The good news for those England players is that the situation and restrictions are on track to ease before they arrive. As of the last day of September, Australia had passed 54% of people fully vaccinated nationwide, and is on track for 80% by early November. On Friday the federal government announced approval for states reaching that threshold to resume international arrivals for vaccinated travellers with one week of home quarantine rather than two weeks in hotels. There is also a plan for Victoria, New South Wales and South Australia to open travel between themselves once the threshold is reached.

Which means the likely England schedule will involve arriving in Queensland at a quarantine resort with training permissions agreed by that state government, spending perhaps half as long in isolation as anticipated, starting off at the Gabba, then being free to travel to Tests in Adelaide, Melbourne and Sydney.

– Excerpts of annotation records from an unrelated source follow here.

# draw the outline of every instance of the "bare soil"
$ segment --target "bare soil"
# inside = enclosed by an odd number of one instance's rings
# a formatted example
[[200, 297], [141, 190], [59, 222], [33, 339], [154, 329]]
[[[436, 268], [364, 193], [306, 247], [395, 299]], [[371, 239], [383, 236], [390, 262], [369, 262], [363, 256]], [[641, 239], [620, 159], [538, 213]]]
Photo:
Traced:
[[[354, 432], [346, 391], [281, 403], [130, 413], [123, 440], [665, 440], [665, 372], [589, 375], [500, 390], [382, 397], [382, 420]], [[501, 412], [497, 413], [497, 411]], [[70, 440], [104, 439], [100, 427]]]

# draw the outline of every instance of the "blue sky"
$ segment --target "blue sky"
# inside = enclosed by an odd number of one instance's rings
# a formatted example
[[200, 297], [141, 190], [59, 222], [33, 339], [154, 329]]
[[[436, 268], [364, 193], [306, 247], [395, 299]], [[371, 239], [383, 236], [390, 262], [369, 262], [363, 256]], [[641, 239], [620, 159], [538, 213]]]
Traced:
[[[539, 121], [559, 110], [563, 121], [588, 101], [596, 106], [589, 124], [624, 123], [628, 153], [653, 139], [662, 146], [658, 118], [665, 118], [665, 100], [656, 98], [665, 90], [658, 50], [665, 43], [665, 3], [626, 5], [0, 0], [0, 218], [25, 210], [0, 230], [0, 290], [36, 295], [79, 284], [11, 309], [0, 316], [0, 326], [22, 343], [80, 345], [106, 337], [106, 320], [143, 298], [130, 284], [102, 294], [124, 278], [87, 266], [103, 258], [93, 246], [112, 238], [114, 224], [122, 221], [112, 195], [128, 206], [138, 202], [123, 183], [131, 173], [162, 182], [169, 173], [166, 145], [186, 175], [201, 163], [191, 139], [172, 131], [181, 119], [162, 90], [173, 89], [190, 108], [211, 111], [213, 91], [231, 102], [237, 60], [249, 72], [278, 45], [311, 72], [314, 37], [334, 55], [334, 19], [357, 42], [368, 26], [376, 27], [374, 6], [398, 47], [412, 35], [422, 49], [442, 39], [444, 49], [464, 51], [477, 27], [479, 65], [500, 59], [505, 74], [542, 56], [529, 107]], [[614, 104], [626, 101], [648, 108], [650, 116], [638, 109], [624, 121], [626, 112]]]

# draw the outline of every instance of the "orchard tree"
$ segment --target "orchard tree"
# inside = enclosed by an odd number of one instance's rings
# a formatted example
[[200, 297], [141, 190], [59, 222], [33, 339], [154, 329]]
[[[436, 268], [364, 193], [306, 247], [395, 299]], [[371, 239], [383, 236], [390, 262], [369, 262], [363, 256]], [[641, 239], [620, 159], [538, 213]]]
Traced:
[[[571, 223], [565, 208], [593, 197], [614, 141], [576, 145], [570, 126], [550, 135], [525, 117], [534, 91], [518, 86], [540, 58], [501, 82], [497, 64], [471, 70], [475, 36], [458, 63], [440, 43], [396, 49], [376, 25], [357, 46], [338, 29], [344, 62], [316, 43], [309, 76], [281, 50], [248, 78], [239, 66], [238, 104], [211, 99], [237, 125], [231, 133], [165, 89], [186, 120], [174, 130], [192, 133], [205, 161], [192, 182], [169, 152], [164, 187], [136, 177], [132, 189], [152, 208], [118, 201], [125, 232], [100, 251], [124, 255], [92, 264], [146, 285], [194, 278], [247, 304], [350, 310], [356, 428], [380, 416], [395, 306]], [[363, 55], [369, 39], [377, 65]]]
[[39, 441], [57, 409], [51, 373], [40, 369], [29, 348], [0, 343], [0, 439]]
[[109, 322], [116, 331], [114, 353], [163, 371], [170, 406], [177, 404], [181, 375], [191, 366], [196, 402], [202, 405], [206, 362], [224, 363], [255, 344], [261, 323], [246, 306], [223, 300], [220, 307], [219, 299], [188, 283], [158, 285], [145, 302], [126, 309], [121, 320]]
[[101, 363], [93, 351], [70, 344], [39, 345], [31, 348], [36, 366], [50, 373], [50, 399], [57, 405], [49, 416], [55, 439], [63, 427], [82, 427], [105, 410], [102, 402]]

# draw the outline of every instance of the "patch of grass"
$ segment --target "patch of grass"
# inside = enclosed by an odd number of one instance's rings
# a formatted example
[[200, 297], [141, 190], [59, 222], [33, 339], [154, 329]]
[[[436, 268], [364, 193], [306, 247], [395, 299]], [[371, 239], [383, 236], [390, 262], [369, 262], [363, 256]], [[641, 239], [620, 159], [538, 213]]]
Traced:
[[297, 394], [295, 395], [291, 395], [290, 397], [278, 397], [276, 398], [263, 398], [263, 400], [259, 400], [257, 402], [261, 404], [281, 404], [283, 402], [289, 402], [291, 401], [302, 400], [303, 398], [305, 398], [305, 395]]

The Western Australian government has been the country’s strictest throughout the pandemic, and shows no signs of changing, but the result won’t be to ask players for extra quarantine to enter the state, it will be to excise Perth from the itinerary. Having lodged a solitary Ashes win there back in 1978, few England cricketers will mourn that. If terms can be reached with Tasmania, then Hobart is a possible replacement. If not, Canberra recently hosted its first Test match and would jump at the chance.

None of which looks too onerous. In some ways, we are existing in a dual reality: the tour conditions that have to be agreed on now, between the two boards and the England players, have to assume that current restrictions will still be in place. The new laws do not yet exist. And yet it is all but certain that things will be different by late November. England’s concerns date a few weeks ago, and were valid then. But if the pandemic era has shown us one thing, it is how quickly anything can change.